Reprenons l’analogie du grand groupe, quelle DRH dirait : « venez postuler pour une promotion, si vous êtes reçus je vous dirai ce que vous ferez et où je vous envoie » ?
Peut-être aussi qu’à force de clamer haut et fort que n’importe quelle personne venant de l’extérieur fera sans doute beaucoup mieux qu’eux, les cadres en question demandent à voir ?

Peut-être que les cadres supérieurs se parlent entre eux et que le retour d’expérience des candidats précédents, reçus ou non, ne donne pas franchement envie d’aller passer la sélection ?
Les mots qui reviennent sont les mêmes : humiliant, méprisant, hautain, dédaigneux… Et que dire de ceux qui, pourtant méritants, ne sont pas retenus lors de cet unique « grand oral » dont personne ne connaît vraiment les règles ? Ils peuvent être reçus (mais vraiment ce n’est pas obligé) par la DRH pour s’entendre dire (retour là encore unanime des concernés) qu’ils sont quand même bien payés et qu’ils ne sont pas à plaindre.
Rejetés par un jury, certains d’entre eux sont également rejetés par leur hiérarchie directe, en une heure de temps ils sont passés de « potentiel dirigeant » à « has been sans avenir » (mais bien payé, hein, bon…).

Peut-être que les cadres sont las de recevoir des leçons de mobilité interne et externe de la part de DRH qui ont pour principal trait commun, celui de n’avoir jamais franchi le périphérique parisien en dehors de leurs vacances ? C’est leur discours qui s’entend régulièrement dans les couloirs (pas toujours) feutrés de Bercy : « qu’ils aillent faire sous-préfet à Château-Chinon, ils verront ce que c’est que mériter son salaire » en parlant de ces cadres supérieurs des finances publiques qui, pour la plupart d’entre eux, ont déjà fait 3 ou 4 (vraies) mobilités géographiques au cours de leur carrière. Vous avez dit mépris ?

Peut-être qu’en confiant le soin du recrutement aux directeurs locaux qui peuvent ainsi composer leurs équipes avec leurs proches (c’est logique), la DGFIP rend toute mobilité définitive et invente l’aller sans retour. Qu’effectivement, des candidats qui étaient prêts à 3 ans de célibat géographique, hésitent un peu quand ils comprennent que ce sera plutôt 10 ans au mieux ?

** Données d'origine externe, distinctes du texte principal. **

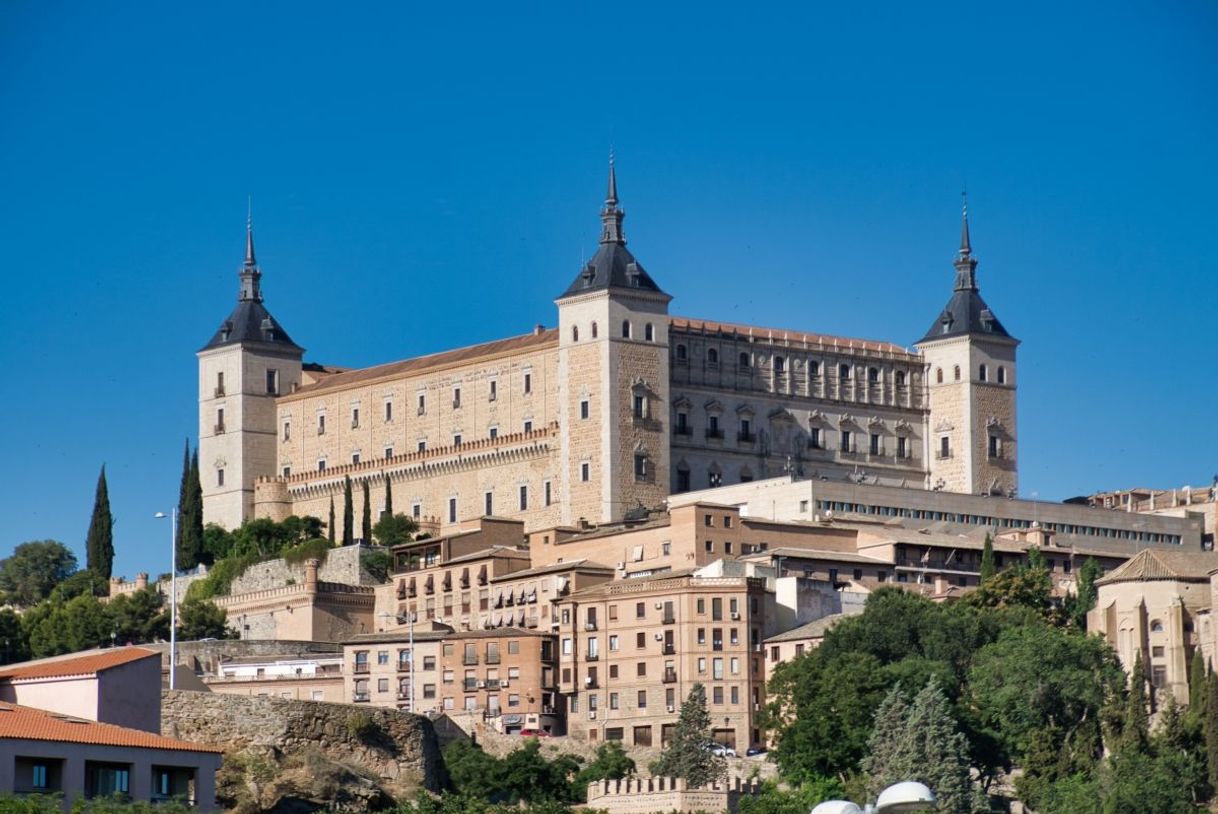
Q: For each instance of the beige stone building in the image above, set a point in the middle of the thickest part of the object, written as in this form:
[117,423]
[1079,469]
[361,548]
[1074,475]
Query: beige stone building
[619,406]
[1160,605]
[631,651]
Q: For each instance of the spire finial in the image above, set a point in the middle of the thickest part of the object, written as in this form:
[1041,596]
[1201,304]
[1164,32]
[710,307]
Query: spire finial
[612,216]
[965,246]
[612,196]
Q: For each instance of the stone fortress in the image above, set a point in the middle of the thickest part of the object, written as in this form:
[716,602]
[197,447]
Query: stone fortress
[615,408]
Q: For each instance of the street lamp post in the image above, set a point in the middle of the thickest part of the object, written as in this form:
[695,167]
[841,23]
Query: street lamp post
[173,592]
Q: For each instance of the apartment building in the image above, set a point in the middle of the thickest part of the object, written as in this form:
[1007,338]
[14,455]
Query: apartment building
[631,651]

Le SCSFIP lui, connaît les cadres supérieurs de la maison, qu’il représente massivement. Il peut faire un retour un peu plus éclairé de la situation : jamais leur moral n’a été aussi bas, jamais ils ne se sont sentis aussi peu considérés et jamais ils n’ont senti autant d’écart entre les valeurs affichées de la DGFIP - auxquelles ils croient - et la réalité qu’ils constatent au quotidien. Nous ne pensions pas un jour constater une telle démobilisation et un tel désabusement de l’encadrement supérieur de notre maison. Ce que nous entendons de plus en plus c’est : « ok, je fais mon boulot mais je ne m’investirai pas davantage ».

Nous alertons ici notre DG, la DGFIP va constater dans les années à venir que ce « davantage » est ce qui faisait d’elle la maison d’excellence qu’elle ne sera bientôt plus. Le temps est plus que venu d’une vaste remise en question sur la gestion des ressources humaines, le management, le bien-être professionnel, la bienveillance… Tout ce qui rend le salarié heureux, attaché à son entité et productif. Et cela part de tout en haut.